Читаем Собрание сочинений. Том 2 полностью

Ночь — свежая в этих местах — ушла сразу. Утра не было. Жара навалилась внезапно и душила до вечера.

Говорят, в Сахаре камни, раскаленные за день, ночью лопаются от резкого похолодания, и думалось, что, может быть, ночью не перезрелые дыни ухали, подобно филинам, а трещал и измельчался камень, исстрадавшийся в здешнем пекле.

Наконец-то они увидели Дусматова, того человека-чудо, о котором ходили легенды не только по всей Ферганской долине, но и за ее пределами, в других краях и республиках.

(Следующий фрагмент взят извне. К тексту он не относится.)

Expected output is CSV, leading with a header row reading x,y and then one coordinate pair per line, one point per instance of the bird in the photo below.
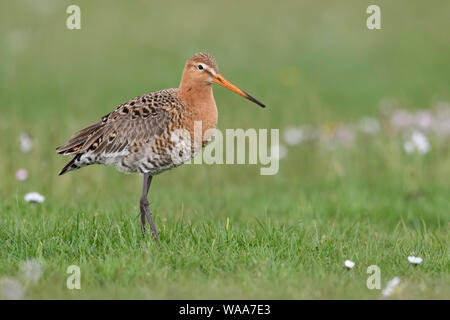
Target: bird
x,y
138,136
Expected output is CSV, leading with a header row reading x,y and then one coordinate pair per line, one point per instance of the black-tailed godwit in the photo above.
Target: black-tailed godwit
x,y
137,137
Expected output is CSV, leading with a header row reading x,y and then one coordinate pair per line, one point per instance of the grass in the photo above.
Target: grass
x,y
288,234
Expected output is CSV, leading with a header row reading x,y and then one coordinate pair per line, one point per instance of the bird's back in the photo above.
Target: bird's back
x,y
136,137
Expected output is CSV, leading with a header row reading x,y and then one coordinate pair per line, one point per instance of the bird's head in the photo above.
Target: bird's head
x,y
201,71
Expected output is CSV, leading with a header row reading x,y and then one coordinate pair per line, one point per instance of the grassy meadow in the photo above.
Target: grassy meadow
x,y
342,194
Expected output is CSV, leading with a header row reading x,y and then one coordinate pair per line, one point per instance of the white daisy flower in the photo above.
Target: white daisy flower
x,y
390,287
293,136
369,125
417,143
11,289
34,197
349,264
414,260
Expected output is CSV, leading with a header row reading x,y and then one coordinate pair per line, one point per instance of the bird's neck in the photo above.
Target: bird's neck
x,y
201,107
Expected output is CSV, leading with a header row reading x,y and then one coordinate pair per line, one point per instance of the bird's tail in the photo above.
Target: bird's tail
x,y
72,165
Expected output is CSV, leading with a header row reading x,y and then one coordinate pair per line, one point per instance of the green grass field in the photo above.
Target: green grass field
x,y
289,234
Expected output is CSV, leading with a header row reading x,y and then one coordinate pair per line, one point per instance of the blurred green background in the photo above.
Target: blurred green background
x,y
310,62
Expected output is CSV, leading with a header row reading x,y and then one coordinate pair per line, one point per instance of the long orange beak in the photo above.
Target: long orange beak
x,y
219,79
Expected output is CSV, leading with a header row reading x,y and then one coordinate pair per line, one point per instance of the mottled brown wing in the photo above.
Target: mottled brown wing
x,y
135,122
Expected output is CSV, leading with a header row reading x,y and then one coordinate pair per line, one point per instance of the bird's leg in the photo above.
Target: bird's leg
x,y
145,209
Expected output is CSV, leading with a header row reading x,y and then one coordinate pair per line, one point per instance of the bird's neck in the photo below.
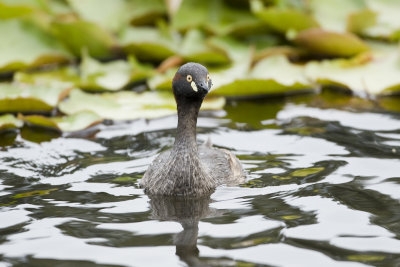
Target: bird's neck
x,y
188,110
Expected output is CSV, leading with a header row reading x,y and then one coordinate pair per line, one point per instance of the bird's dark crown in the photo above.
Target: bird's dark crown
x,y
191,80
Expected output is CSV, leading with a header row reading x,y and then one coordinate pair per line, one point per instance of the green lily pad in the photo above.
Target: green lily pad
x,y
128,105
8,121
272,75
78,35
14,11
64,77
27,46
111,76
110,14
387,20
284,19
216,16
194,48
71,123
379,75
148,43
29,98
332,15
145,12
321,42
359,21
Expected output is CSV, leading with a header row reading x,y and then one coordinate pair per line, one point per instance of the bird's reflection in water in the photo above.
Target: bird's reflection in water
x,y
188,212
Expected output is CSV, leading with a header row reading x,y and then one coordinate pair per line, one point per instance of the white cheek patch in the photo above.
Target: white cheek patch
x,y
194,86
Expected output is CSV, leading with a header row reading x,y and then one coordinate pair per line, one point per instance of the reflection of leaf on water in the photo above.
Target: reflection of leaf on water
x,y
128,105
74,122
366,257
8,121
306,172
27,46
29,98
34,193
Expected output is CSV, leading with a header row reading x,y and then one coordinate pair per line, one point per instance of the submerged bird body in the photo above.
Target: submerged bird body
x,y
188,169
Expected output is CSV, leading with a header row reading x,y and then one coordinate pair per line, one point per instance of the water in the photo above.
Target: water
x,y
323,189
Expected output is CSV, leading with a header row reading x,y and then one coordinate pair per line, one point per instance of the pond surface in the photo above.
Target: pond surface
x,y
323,189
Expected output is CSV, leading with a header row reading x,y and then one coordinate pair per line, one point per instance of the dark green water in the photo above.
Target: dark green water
x,y
323,189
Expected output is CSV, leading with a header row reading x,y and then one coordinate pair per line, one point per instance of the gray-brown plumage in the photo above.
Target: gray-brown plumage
x,y
187,169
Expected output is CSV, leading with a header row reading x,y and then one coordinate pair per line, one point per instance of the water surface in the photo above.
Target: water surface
x,y
323,189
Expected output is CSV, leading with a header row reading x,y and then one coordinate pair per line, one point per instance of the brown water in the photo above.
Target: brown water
x,y
323,189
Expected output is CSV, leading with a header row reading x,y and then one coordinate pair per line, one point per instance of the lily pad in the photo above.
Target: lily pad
x,y
195,48
78,35
8,121
321,42
128,105
332,15
27,46
29,98
110,14
111,76
379,75
145,12
216,16
14,11
64,77
148,43
284,19
272,75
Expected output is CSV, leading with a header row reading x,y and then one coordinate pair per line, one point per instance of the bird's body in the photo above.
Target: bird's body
x,y
188,169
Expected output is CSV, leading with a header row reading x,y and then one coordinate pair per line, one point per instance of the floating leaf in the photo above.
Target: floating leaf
x,y
110,14
215,16
27,46
359,21
321,42
14,11
29,98
144,12
111,76
387,20
380,75
8,121
148,43
272,75
333,14
194,48
283,20
128,105
77,35
62,77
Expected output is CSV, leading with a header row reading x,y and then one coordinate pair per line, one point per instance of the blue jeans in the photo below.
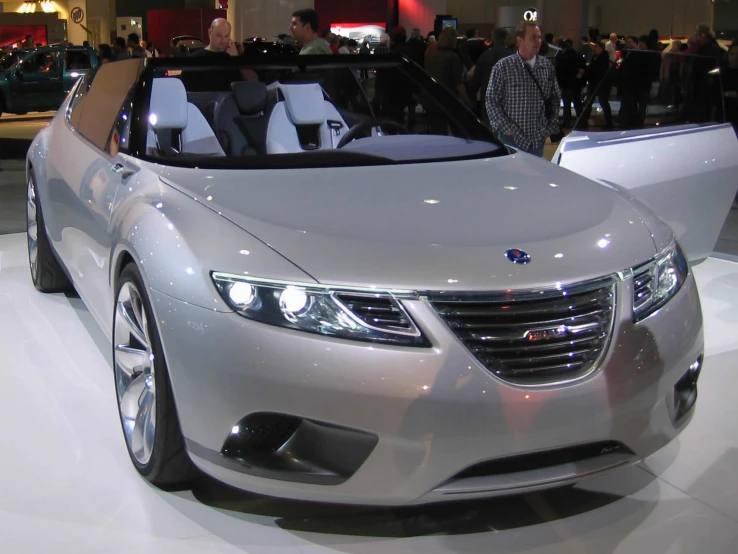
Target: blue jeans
x,y
536,151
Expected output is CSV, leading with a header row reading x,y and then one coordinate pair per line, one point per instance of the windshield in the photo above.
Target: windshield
x,y
649,89
305,111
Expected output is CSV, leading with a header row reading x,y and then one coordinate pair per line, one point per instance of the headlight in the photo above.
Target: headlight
x,y
656,282
364,315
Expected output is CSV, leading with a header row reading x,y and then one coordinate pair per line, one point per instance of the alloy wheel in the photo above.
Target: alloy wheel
x,y
32,219
134,373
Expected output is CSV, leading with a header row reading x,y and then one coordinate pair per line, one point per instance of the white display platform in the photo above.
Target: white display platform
x,y
67,485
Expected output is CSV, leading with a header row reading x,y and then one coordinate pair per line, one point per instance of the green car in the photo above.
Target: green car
x,y
40,79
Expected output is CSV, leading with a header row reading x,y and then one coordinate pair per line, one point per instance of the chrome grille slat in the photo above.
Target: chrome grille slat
x,y
557,321
559,336
535,359
501,351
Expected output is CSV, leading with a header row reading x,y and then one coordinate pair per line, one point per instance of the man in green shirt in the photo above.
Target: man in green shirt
x,y
304,28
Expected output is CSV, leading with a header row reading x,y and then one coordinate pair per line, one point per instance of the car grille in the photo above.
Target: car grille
x,y
540,339
381,312
642,286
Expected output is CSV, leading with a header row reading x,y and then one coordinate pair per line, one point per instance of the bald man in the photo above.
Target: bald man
x,y
220,40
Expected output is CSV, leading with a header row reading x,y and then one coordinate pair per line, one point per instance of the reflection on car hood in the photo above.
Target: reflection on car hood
x,y
431,226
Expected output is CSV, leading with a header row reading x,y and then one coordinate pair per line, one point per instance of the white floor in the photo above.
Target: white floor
x,y
66,484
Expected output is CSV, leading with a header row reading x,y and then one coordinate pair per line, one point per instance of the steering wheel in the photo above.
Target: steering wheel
x,y
364,126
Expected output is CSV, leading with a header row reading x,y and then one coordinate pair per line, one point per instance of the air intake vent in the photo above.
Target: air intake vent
x,y
379,312
555,337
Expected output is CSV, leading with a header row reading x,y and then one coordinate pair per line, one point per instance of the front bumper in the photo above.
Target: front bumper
x,y
434,412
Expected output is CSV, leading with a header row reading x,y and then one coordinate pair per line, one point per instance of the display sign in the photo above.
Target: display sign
x,y
77,15
531,14
358,31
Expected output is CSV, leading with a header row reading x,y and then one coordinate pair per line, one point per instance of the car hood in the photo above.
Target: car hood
x,y
431,226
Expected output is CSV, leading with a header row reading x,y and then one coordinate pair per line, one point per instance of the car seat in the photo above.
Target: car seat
x,y
302,119
176,125
241,119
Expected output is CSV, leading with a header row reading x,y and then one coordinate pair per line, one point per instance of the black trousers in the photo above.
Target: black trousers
x,y
569,97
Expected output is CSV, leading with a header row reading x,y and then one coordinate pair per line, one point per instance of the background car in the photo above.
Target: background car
x,y
41,78
324,295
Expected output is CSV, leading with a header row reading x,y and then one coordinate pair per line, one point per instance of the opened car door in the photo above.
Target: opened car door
x,y
688,175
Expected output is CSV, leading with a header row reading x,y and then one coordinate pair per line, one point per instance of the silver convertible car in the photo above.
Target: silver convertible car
x,y
324,279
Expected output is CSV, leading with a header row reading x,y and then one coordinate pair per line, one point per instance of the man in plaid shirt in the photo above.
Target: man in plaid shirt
x,y
520,87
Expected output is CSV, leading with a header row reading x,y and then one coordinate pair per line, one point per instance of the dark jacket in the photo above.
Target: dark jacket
x,y
568,65
599,70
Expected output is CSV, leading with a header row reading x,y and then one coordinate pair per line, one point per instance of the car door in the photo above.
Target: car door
x,y
84,177
687,175
37,79
76,62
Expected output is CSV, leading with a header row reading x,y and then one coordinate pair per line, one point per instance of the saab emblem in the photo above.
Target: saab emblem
x,y
517,256
546,334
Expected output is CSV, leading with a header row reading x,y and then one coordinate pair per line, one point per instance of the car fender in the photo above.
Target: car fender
x,y
177,242
36,157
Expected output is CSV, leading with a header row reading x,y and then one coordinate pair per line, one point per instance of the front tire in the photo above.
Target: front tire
x,y
146,404
47,273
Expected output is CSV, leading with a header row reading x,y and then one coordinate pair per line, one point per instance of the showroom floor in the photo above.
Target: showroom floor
x,y
67,485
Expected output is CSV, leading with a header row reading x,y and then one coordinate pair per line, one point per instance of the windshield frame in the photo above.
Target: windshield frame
x,y
456,110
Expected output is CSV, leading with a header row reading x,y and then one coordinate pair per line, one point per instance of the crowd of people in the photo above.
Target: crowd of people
x,y
517,82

Участок его был недалеко от проезжей дороги, и, видно, многие знали об этом: машины, арбы и пешие люди задерживались поглядеть на работу знаменитого землекопа. Издалека чувствовалось, что в этом месте что-то не так, как в других местах. Приезжий художник, поставив мольберт на дне прорытой траншеи, набрасывал с натуры портрет Дунана Дусматова, который, ни на кого не глядя и ни с кем не заговаривая, споро и ловко работал кетменем в нескольких шагах от художника.

Среднего роста и скорее сухощавый, чем коренастый, с прищуренным, как бы все время всматривающимся вдаль и что-то уточняющим, а не просто рассматривающим взглядом, он не производил впечатления человека физически сильного, а человека волевого, упорного, упрямого.

Треугольничек коротко остриженной бородки и жесткие серповидные усы, подбритые у края нижней губы, подчеркивали сухой и несколько жесткий рисунок его очень выразительного лица. Ему шел, как было уже всем известно, тридцать четвертый год, но он выглядел старше.

Пока гости, сойдя с машины, пешком добирались до Дусматова, всеведущий Ахундов уже разузнал, что семьсот тридцать шесть процентов, о которых вчера говорилось на концерте, относились к позавчерашнему дню, а вчера Дусматов дал уже не более и не менее как восемьсот процентов, и это в то самое время, как соседи его выработали по двести процентов.

— Наверное, тот, кто выдумал кетмень, был его дедом! — острил Ахундов.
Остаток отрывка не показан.